What is your budget? Prices can range from under $100 to thousands of dollars. The more you spend, in general, the more comfortable and larger the structure will be. Kits tend to be more expensive, but buying a kit may be a good option if you lack carpentry skills.

What can your home accommodate? Do you want something directly accessible from the house, through a window or a door? Or something freestanding? How much yard space can you devote to the catio?

Quick Tips

  • Before building your catio, get permission if needed—preferably in writing. If you are a renter, check with your landlord or management company. In some cases, you’ll need a permit from your city or homeowners association. Another good step: Make sure everyone in your home is on board with the idea.
  • Cats are great climbers—and sometimes even wily diggers—so make your catio escape-proof. There should be no openings he could squeeze through, even on the top. Also avoid anything that he could catch his collar on or get stuck in.
  • As much as you want to keep your cat in her catio, remember that you also want to keep other animals out. So ensure that your catio frame is strong and all components are firmly attached. If there are coyotes, bears or other large predators in your area, a catio may not be right for you, unless it’s extremely sturdy.
  • Pick a quiet time to finally introduce your cat to his new catio. Give him time to explore at his own pace. Catnip sprinkled on pet furniture, or treats scattered here and there, will help your cat realize that this new space is all his.

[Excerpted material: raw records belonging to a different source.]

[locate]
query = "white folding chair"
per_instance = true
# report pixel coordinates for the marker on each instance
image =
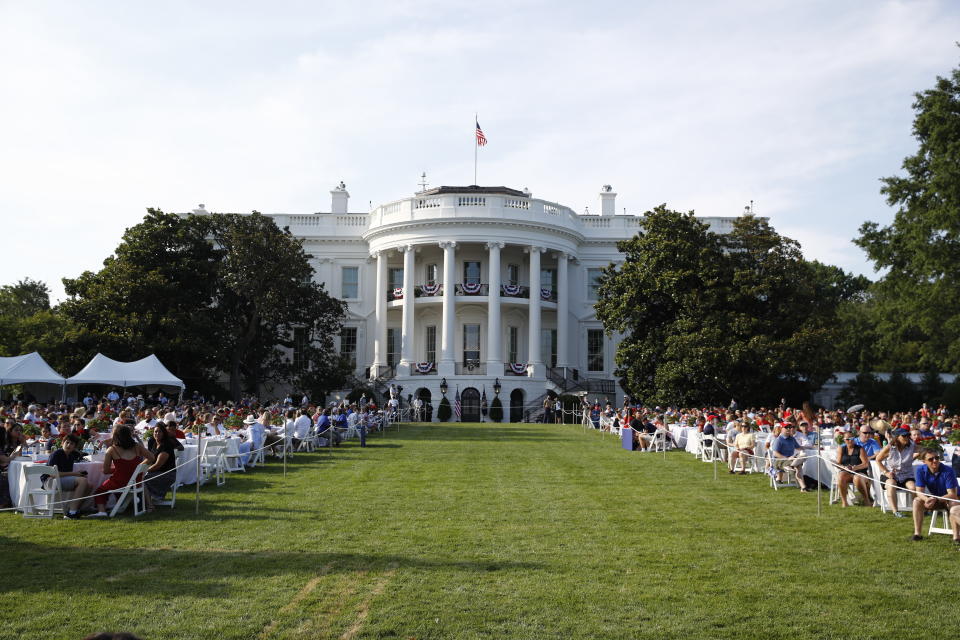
(40, 497)
(944, 515)
(133, 490)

Dan and Julie Reeder designed their spacious catio to include tunnels and ramps. Photo by Ron Wurzer/AP Images for The HSUS

Check It Twice

Follow our checklist to create the purrfect outdoor space for you and your cat.

  • Materials: Choose a plan that uses wood, metal or other sturdy, nontoxic materials.
  • Floor: Decide whether you want to build directly on grass, sand or dirt (which some cats might be tempted to use as a litter box) or construct a floor.
  • Roof: Make sure the roof is strong enough to handle any snowfall you might get in your area.
  • Perches: A catio is a great place to put a cat tree; some feature shelves or other scratching or climbing structures. You can also install a cat hammock, cat wheel or other fun pet furniture that you may not have room for indoors.
  • Water: Include a bowl of fresh water (especially important on warm days).
  • Litter box: Provide a litter box, or easy access to the inside of your house, to avoid unfortunate messes.
  • Room for you: If you’d like to spend time in the catio, too, make sure there’s a human-sized door and space for a chair, side table, lamp—whatever you want for your own comfort.
  • Protection from the elements. Your kitty will need ventilation in warm weather and a cozy place to retreat from the cold, rain and sun.
  • Supervision: Always supervise your cat in the catio. Build it where you can see it from your home, and consider adding lights if your cat will have nighttime access.

Easy (So Simple, Your Cat Could Do It!)

If you have limited time or minimal carpentry tools and skills, you still have plenty of options for building a catio. Keep costs down by repurposing other materials with some online DIY inspiration, or go the kit route if you’re willing to pay more for convenience and craft.

Cat and Caboodle

Cost: Varies; starting at about $40
Comprising wire storage cubes and cable ties, this enclosure can be configured in almost any shape or size, freestanding or attached to a house. You can build it on your own, and it’s easy to relocate.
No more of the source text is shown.